Geçenlerde ortanca halamla konuşurken, “Sen hâlâ dünkü çocuksun,” dedi. Boyumdan büyük dört evladım var ama onun gözünde hâlâ o küçük kızım. Tıpkı benim de yirmili yaşlardakilere bakınca gördüğüm gibi. Demek ki herkes kendinden önceki nesle bu gözle bakıyor. Halamın o sözlerinin altında yatan gizli mesaj, sanki “Bizden geçti ama senin hâlâ vaktin var,” demek olabilirdi.

Benim yaşıtlarım ve bizden önceki nesiller bırak kendini sevmeyi öncelik sıralamasında bile alt satırlarda yer alırdı. Daha evvel bir yazımda da bahsettiğim gibi bizler, kayıp nesiliz. Türümüzün son örnekleriyiz. Bizden dünyaya bir daha gelmeyecek.

Anne babalarımızdan bir “aferin” alabilmek için yanıp tutuşan, onların sevgisini, takdirini kazanmak için elinden gelenin fazlasını yapanlarız. Ama o gün, hani o beklediğimiz kabul, çoğumuz için hiçbir zaman gel(e)medi.
Büyüklerimizin her sözünü emir bilip, bir dediklerini ikiletmeyerek bir gün “görülür” olacağımızın umuduyla yaşadık. Sonra evlendik, bu defa da eşler ve onların aileleri eklendi memnun edilecekler listesine. Hele bir de çocuklar olduktan sonra iyice unuttuk. İşte o kırk yaş sonrası, zihinde ve ruh derinliklerinde oluşan bu değişimin sebebi bu olsa gerek. Bu farkındalık hali bir isyan değil elbette, yeni bir sayfa açmadan önce yaşanan sancılar sadece. Bazen de beklenmedik anda gelişen olaylar vesilesiyle de oluyor değişimler. Namluya sürülen mermi misali. Hızlı ve geriye dönüşü olmayan.

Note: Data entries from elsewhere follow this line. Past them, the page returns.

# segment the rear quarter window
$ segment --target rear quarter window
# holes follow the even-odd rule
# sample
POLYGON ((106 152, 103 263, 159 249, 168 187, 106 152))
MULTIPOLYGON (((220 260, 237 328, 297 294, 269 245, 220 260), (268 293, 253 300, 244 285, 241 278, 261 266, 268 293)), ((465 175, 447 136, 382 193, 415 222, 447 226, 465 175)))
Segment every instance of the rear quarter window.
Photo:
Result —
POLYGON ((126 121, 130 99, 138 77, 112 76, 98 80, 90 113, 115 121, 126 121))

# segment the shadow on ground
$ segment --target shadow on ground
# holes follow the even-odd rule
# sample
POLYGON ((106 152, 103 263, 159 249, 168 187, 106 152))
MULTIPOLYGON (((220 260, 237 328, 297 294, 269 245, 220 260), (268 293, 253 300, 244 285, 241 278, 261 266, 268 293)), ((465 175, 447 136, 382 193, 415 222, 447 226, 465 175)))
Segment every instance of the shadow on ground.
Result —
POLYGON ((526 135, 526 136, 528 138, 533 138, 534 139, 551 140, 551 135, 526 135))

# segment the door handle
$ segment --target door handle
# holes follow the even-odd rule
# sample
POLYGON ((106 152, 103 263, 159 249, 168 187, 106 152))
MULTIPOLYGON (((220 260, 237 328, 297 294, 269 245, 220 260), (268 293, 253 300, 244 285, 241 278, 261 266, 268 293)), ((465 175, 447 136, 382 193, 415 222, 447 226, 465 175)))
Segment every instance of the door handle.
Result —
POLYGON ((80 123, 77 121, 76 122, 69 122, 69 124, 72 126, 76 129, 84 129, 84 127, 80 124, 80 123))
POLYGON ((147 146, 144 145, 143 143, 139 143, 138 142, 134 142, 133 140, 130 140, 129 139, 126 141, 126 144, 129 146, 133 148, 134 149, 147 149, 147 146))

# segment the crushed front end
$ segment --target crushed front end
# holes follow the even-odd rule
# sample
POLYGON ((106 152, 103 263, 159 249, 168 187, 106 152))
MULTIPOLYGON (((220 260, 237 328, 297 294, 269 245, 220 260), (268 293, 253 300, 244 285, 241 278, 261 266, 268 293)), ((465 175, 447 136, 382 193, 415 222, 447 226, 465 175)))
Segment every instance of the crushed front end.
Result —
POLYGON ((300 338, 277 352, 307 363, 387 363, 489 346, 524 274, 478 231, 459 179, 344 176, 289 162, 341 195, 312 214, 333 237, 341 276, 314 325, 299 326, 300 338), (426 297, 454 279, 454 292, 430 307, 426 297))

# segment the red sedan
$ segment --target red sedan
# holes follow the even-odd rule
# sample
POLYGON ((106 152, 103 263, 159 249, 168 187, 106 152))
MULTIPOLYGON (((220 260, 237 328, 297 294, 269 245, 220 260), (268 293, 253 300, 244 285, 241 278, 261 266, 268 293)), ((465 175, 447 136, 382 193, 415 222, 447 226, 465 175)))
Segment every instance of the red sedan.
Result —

İyi hatırlıyorum bir dostum annesini kaybettikten sonra gözyaşları içinde şöyle demişti: “Eşime, çocuklarıma, kayınvalideme, onun ailesine hizmet edeyim, sevgilerini, saygılarını kazanayım diye kendi annemi unuttum. Onu hep ihmal ettim. Artık annem yok ve ben çok pişmanım.” Yaşadığı bu pişmanlıkla, artık onu annesinin sevdiği gibi sevenin kalmayışının acısıyla yoğruldu, kavruldu yüreği. O, artık onsuzdu.

Ve geç kalmışlığın idrakiyle “Bari kendime yetişeyim.” hâlinin zuhur etmesi kimi zaman böylesine acılar sonrasında yaşanabiliyor. O yüzden çevrenizde belli bir yaşa gelmiş, adeta yeniden doğmuş gibi hayata kaldığı yerden yeniden, sanki sıfırdan başlarmışçasına heyecanlı insanlar görürseniz, sakın yargılamayın. Çünkü onlar, kendilerini sevmeyi daha yeni öğreniyorlar. Hiç bilmiyorlardı ki…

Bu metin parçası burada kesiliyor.